Friday, August 29, 2014

NomNom: Strawberry Chia Seed Jam

The amount of fresh fruit that has been consumed this summer has been over the top. I say that it's like a bad thing and it's technically not (hello, vitamin A+C!) but considering how much I'm able to consume in one sitting is…alarming. Strawberries, watermelons, cantaloupes, blueberries, and now peaches. Fruit monster<------me.

When strawberries were in season a couple months ago, I decided to take a jab in jam making because it's one of those incredibly easy things to make that buying it at the grocery store almost seems shameful. It also made me realize how sweet store bought jam is compared to what you can make at home. Not a good thing.

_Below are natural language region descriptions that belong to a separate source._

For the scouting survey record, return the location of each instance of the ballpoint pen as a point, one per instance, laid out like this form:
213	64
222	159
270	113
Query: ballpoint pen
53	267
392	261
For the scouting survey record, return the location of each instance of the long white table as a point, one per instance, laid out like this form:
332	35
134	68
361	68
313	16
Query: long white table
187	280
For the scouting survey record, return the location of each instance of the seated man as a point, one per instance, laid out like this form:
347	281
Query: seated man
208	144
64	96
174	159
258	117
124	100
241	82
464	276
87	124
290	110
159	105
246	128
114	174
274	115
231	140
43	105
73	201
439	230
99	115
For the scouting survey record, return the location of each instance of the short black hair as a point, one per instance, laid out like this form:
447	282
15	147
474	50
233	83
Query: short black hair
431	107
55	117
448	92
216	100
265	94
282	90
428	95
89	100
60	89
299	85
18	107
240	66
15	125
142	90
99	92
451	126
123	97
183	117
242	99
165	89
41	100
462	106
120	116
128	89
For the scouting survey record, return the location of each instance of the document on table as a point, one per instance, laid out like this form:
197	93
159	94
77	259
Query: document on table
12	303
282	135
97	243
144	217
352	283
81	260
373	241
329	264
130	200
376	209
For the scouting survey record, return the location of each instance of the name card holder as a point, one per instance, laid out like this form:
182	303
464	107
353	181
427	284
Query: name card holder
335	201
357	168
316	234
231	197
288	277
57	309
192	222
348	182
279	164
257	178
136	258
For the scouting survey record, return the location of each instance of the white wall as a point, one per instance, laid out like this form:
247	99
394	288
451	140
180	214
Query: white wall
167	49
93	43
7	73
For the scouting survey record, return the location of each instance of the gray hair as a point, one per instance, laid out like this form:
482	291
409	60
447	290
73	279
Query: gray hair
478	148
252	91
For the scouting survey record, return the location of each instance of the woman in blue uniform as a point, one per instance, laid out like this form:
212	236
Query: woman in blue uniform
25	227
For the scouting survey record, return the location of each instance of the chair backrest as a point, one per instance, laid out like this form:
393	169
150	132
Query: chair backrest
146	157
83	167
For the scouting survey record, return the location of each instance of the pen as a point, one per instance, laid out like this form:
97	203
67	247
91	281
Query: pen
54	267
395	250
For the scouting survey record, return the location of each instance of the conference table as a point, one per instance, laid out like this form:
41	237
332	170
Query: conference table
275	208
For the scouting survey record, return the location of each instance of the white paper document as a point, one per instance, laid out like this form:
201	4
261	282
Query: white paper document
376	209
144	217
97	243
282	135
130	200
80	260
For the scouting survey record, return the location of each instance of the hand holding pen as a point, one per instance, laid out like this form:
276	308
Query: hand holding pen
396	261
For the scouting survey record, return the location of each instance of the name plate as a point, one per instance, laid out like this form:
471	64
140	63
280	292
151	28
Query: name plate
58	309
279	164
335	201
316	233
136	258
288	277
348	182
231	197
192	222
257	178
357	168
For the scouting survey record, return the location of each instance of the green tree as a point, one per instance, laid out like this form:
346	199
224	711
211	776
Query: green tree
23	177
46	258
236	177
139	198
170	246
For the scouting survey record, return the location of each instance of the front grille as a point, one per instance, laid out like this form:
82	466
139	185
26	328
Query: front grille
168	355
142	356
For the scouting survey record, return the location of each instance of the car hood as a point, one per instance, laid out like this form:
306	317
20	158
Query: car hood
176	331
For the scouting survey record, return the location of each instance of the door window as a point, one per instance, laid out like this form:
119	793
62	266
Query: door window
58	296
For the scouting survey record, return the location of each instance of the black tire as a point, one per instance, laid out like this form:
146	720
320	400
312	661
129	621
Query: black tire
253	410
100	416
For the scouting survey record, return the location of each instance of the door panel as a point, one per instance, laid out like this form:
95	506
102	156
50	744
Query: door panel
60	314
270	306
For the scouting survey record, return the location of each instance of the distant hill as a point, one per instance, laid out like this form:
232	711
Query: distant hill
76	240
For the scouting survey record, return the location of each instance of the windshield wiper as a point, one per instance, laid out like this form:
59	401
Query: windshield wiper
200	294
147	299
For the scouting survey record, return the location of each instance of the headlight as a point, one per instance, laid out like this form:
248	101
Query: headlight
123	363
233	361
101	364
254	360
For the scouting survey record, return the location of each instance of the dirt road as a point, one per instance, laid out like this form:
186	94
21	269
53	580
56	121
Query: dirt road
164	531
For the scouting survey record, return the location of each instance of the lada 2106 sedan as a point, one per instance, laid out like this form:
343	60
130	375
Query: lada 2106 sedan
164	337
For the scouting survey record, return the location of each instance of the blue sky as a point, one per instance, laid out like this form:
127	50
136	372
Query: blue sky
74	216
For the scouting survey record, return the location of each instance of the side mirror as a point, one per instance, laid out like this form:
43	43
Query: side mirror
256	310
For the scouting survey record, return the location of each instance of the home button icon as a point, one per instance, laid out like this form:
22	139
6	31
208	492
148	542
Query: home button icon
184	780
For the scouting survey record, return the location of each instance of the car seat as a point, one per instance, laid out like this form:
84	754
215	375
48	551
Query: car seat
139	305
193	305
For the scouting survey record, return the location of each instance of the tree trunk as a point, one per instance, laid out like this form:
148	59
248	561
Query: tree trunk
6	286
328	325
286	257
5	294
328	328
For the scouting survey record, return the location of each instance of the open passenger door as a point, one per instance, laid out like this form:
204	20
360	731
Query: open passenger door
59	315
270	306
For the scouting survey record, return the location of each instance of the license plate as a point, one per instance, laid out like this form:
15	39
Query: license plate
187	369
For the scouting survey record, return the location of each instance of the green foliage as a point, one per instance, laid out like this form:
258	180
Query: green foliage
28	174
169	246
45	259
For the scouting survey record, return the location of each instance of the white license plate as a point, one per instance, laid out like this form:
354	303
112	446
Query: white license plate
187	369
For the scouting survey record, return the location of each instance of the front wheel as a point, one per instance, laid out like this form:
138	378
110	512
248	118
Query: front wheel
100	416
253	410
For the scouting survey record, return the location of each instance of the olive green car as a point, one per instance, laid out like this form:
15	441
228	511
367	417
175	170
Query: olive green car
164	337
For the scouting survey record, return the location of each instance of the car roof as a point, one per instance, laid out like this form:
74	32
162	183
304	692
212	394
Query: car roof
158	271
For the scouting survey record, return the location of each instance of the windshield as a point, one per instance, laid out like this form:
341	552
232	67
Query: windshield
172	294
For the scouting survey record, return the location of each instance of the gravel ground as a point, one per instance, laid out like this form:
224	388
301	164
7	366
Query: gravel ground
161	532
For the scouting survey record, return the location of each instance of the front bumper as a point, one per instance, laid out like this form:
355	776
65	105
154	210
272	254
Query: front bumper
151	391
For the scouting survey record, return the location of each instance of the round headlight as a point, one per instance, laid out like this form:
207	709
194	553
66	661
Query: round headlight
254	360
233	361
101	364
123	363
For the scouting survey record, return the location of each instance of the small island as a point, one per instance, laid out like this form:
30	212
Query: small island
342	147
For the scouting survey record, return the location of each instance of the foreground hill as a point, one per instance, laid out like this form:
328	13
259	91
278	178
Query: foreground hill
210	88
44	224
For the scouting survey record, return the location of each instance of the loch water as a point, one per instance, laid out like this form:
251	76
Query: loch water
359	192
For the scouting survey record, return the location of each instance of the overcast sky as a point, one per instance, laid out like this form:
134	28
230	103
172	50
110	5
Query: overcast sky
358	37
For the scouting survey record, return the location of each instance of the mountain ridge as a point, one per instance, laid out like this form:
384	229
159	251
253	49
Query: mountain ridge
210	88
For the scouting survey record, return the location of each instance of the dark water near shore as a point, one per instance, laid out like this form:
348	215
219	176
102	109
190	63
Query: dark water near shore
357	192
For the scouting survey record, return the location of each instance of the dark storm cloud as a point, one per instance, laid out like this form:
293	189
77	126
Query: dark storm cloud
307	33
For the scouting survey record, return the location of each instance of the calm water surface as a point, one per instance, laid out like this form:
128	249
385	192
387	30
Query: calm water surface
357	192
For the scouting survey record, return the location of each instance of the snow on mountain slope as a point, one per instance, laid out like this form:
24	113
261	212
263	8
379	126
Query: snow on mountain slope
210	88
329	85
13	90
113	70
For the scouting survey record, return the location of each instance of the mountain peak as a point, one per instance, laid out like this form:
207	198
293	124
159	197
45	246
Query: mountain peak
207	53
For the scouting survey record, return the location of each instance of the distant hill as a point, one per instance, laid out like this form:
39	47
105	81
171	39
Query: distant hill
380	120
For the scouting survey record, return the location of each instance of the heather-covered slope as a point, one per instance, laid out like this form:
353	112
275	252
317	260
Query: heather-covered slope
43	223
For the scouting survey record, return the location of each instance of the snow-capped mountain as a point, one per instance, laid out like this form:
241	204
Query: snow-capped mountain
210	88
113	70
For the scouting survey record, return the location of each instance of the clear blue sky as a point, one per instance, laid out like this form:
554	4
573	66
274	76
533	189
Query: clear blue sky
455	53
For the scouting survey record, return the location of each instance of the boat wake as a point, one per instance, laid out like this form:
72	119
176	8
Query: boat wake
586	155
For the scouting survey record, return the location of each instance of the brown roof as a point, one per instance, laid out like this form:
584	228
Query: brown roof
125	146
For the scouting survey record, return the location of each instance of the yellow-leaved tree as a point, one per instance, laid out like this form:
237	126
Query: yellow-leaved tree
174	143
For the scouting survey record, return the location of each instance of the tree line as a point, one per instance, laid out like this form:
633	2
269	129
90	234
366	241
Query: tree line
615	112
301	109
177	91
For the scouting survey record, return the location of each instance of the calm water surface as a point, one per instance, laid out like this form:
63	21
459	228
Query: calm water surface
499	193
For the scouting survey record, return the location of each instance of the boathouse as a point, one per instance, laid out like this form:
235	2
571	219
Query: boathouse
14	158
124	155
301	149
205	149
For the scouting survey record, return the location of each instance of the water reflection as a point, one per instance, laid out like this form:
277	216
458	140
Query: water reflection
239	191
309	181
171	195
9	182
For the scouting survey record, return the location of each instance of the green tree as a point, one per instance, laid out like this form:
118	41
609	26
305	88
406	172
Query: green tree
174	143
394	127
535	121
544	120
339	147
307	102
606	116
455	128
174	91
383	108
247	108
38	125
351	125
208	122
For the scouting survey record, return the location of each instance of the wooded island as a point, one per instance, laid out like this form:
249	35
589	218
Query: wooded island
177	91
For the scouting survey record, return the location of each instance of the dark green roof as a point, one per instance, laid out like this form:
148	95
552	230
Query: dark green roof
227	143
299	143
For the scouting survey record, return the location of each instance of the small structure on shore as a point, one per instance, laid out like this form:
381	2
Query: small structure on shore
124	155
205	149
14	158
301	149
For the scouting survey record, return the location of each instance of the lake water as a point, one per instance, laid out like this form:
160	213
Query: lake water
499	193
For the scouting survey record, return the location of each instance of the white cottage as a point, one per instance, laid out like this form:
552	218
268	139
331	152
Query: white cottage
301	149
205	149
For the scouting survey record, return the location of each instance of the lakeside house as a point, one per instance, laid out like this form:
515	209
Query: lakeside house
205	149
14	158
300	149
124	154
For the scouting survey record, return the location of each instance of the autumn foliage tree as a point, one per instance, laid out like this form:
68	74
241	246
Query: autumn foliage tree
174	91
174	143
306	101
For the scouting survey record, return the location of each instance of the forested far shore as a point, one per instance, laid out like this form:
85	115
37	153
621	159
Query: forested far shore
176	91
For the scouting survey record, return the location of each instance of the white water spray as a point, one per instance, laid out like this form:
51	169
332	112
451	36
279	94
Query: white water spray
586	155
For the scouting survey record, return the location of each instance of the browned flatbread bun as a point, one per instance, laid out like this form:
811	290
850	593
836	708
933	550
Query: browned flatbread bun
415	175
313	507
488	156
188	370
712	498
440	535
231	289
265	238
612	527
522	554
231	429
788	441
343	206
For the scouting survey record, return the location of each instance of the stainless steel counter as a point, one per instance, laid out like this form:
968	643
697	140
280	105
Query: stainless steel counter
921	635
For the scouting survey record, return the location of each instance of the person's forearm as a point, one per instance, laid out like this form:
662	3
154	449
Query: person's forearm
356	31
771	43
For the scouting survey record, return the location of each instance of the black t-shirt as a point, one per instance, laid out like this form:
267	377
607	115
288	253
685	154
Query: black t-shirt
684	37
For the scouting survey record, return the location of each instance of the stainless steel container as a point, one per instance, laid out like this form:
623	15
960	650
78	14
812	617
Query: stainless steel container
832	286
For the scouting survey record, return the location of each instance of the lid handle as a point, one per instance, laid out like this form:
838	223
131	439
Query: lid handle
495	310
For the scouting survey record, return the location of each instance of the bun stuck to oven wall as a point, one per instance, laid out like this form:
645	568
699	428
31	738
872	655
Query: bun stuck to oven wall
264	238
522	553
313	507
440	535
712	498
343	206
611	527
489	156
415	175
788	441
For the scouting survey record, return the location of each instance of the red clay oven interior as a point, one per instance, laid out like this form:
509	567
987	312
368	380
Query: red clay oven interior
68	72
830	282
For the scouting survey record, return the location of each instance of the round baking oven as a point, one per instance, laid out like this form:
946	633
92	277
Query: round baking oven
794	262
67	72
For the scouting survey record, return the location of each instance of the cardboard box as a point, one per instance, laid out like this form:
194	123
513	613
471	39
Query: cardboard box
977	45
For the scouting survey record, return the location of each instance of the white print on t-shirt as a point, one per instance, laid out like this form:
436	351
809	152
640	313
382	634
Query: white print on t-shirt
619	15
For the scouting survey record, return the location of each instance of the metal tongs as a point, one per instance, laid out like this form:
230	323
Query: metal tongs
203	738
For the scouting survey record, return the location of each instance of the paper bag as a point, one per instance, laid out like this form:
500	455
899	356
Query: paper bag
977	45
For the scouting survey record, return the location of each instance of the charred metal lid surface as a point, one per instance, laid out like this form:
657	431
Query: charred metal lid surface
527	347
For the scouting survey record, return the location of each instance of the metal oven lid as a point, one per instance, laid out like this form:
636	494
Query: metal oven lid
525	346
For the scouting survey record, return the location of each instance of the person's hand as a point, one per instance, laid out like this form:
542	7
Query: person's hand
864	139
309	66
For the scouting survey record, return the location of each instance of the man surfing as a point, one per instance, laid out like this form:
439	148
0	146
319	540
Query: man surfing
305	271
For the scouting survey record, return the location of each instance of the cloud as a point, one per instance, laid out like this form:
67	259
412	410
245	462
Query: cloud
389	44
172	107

I've mentioned before that chia seeds take on a gelatinous texture when immersed in liquid and the great thing about chia seeds in this recipe is that it will inflate when mixed in with the jam so it substitutes the sugar component by acting as the thickening property.

Oh chia seeds, you and your cool properties.

My breakfast as of late has been spreading my beloved almond butter on top of toast/english muffin and then adding my chia jam on top. Ugh, so good.

Even though strawberries aren't in season anymore, I encourage you to utilize whatever fruit is in season right now (peaches!) and go to town with it.

Have a great holiday weekend. Xo.


Ingredients (Adapted from www.thekitchn.com) Yields 6-8
2 cup strawberries 
Half a lemon, juiced
1 to 2 tablespoons honey
2 tablespoons chia seeds


Procedure
1. In a small saucepan over medium heat, combine the strawberries and lemon juice. As the fruit heats up and the juices bubble and boil, smash the fruit using the back of a fork until they break down. This should take 3 to 5 minutes.
2. Sweeten the mashed fruit with 1 to 2 tablespoons of honey, to your liking. Add the chia seeds and stir once. Remove from the heat and let the jam set for about 5 minutes to thicken. Cool and transfer to an air tight container and refrigerate. (Makes about 1 cup of jam)
This jam will keep for 2 weeks in the fridge.